We are pleased to announce a new Motoko package that provides an efficient vector data structure with O(sqrt(n)) memory waste and O(sqrt(n)) worst-case append cost. It is published on mops and github.
The go-to data structure for a variable length array in Motoko is Buffer, but memory waste and worst-case append cost are both linear. Buffer internally uses a 1-dimensional Array and when that is full then the whole array gets copied over into a newly allocated one. Vector instead uses a 2-dimensional Array and never copies data blocks. The trade-off is an increased random access cost because two random Array accesses happen under the hood. However, the improved worst-case cycle cost makes it more predictable to use when cycle limits are critical.
The implementation is highly cycle-optimized.
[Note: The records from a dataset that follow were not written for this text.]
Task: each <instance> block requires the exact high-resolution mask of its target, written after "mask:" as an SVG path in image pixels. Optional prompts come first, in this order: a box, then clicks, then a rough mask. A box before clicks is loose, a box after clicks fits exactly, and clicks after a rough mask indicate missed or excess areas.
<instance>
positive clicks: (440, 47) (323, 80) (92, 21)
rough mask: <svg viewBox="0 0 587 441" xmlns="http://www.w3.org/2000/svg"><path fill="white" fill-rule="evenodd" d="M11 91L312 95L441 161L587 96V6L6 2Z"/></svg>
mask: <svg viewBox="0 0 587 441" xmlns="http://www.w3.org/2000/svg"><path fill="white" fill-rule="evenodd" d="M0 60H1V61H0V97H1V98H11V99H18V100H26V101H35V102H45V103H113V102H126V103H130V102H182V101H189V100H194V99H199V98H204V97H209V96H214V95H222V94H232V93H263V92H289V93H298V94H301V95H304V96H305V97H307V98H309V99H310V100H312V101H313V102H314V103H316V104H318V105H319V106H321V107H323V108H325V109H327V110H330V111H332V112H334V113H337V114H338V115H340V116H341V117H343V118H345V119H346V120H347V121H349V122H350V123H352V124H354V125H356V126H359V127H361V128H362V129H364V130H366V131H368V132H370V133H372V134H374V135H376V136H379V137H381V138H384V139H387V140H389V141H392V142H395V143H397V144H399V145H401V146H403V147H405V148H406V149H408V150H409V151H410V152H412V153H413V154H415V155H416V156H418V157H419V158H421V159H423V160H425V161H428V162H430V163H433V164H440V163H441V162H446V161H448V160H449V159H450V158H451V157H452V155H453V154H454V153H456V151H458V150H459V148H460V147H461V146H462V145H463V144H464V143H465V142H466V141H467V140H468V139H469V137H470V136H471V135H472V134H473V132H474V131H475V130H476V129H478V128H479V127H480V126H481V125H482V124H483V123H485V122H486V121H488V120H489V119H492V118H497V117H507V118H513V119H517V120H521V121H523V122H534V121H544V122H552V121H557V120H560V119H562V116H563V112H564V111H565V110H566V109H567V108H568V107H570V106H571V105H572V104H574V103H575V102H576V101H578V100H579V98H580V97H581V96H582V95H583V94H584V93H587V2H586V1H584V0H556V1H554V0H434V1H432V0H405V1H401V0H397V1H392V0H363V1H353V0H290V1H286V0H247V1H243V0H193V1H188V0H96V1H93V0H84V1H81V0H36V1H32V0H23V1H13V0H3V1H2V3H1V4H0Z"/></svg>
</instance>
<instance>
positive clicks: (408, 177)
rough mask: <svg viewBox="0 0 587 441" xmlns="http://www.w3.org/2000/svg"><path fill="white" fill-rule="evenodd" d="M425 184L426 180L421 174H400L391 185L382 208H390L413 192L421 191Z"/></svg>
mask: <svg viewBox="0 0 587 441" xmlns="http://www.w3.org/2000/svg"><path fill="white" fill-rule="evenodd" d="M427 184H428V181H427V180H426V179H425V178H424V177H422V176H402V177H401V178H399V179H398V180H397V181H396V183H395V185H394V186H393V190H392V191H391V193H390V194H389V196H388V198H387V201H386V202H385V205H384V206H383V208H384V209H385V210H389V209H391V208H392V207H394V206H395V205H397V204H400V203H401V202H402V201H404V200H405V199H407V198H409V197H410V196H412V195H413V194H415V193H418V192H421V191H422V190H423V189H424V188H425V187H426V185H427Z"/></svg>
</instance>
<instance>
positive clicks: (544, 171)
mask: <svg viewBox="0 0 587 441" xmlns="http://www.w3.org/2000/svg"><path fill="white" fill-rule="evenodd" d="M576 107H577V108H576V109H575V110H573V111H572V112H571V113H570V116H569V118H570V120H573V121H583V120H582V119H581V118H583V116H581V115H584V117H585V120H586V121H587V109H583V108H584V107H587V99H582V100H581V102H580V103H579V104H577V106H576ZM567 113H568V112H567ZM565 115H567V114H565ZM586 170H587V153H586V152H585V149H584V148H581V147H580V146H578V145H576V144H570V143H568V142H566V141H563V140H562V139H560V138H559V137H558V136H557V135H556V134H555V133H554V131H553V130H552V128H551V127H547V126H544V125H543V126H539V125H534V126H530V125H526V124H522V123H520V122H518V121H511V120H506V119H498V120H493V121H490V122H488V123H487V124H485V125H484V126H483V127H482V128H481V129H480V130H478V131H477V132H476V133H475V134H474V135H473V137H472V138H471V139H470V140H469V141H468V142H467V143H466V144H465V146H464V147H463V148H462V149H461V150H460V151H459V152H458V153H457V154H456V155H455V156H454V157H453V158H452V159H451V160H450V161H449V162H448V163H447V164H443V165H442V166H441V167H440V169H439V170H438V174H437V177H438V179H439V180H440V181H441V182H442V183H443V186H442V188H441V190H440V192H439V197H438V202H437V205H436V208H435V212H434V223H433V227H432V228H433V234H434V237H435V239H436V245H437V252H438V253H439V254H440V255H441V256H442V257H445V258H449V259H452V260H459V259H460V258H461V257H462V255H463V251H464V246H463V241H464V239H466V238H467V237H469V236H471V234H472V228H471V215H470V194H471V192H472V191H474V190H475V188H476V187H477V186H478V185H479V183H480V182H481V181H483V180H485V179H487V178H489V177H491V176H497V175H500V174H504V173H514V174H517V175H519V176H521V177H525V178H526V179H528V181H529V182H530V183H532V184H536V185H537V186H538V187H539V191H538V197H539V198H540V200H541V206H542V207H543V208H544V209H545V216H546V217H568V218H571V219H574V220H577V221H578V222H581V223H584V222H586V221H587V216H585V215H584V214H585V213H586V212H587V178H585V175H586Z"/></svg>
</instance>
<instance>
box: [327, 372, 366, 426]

We have extensively benchmarked Vector against Buffer and Array. The result can be seen in the README.
Hi Timo, interesting. I haven’t seen a 2D array used for this before, only ropes (trees of arrays), where most operations are O(log N), I believe. Is there some pointer comparing these representations?
I haven’t seen any external comparison between a 2D array and a tree-based approach. The paper on which our 2D array is based (https://sedgewick.io/wp-content/themes/sedgewick/papers/1999Optimal.pdf) does not go into that. Our primary goal was to reduce the worst-case append cost. Naturally we considered a tree as well because that could bring it down even further. But our secondary goal was to maintain O(1) access cost. We considered O(sqrt(n)) worst-case append good enough for our application, hence this trade-off was made.
Interesting. I think the main benefits of this sqrt(n)-sized array is that the space complexity is optimal. A rope would need O(n) extra space. For time complexity, rope’s access and append are both O(logn), whereas the array’s access and append are O(1) and O(sqrt(n)). Given our memory is only 4G, not sure how much it matters for O(1) and O(log n).
I think the sqrt(n) trick was first introduced in Knuth’s book. Because the size of the array is O(sqrt(n)), it automatically makes any quadratic algorithm linear time. Knuth also mentioned that we can use this data structure to simulate Josephus problem. I rarely see this data structure being implemented in practice, probably because memory is cheap?
I don’t think it matters for the sizes we are talking about. Since responses from actor endpoints are limited to 2 MB the array can’t be very large. Both are fine.
If you know the number of results or can approximate it then Buffer accepts an initial capacity argument. Sometimes, even when you know the size in advance, Array.tabulate is inconvenient or impossible to use. Then Buffer with the correct initial capacity is a better alternative.
That function toArray is benchmarked. See the README on vector.
Ah…that is great and very detailed! I was looking in the wrong place. It is interesting that the memory hit is 4x on add for buffer. I guess if it is transient it doesn’t make much difference except that I assume that memory allocation has some cycle cost? Or maybe not? I’m guessing that buffer is higher in part do to the ‘lumpy’ allocation that may occur during the growth of the buffer. Pre-allocation would likely reduce this I think.
It has an instructions cost. As you can see in the row for add in the instructions table, adding N elements to Buffer uses about 1.5x as many instructions as Vector. The difference comes from a) allocation and b) copying. I don’t know what the relative share of a) and b) is, though.
At the size where the benchmark was done, which is N = 100,000 entries, the transient allocation indeed does not matter besides instructions. But at 100 million it may matter. The transient allocation (and copying) can for example:
increase your canister’s high watermark memory usage and then you’ll pay for that because wasm memory cannot shrink at least until an upgrade
cause problems with reaching the instruction limit
It’s really only at those large sizes that you may feel safer when using Vector.
@timo, cool stuff, do you know what the O-complexities of the various operations are? At scale, that may be more interesting than raw benchmark numbers.
You mean for the whole table, for all functions? Yes, that would be interesting to write down. Though there won’t be any surprises.
For the addition operation, which was discussed above, the average complexity is O(1) and the worst-case complexity is O(sqrt(n)) compared to Buffer which has average complexity O(1) and worst-case O(n).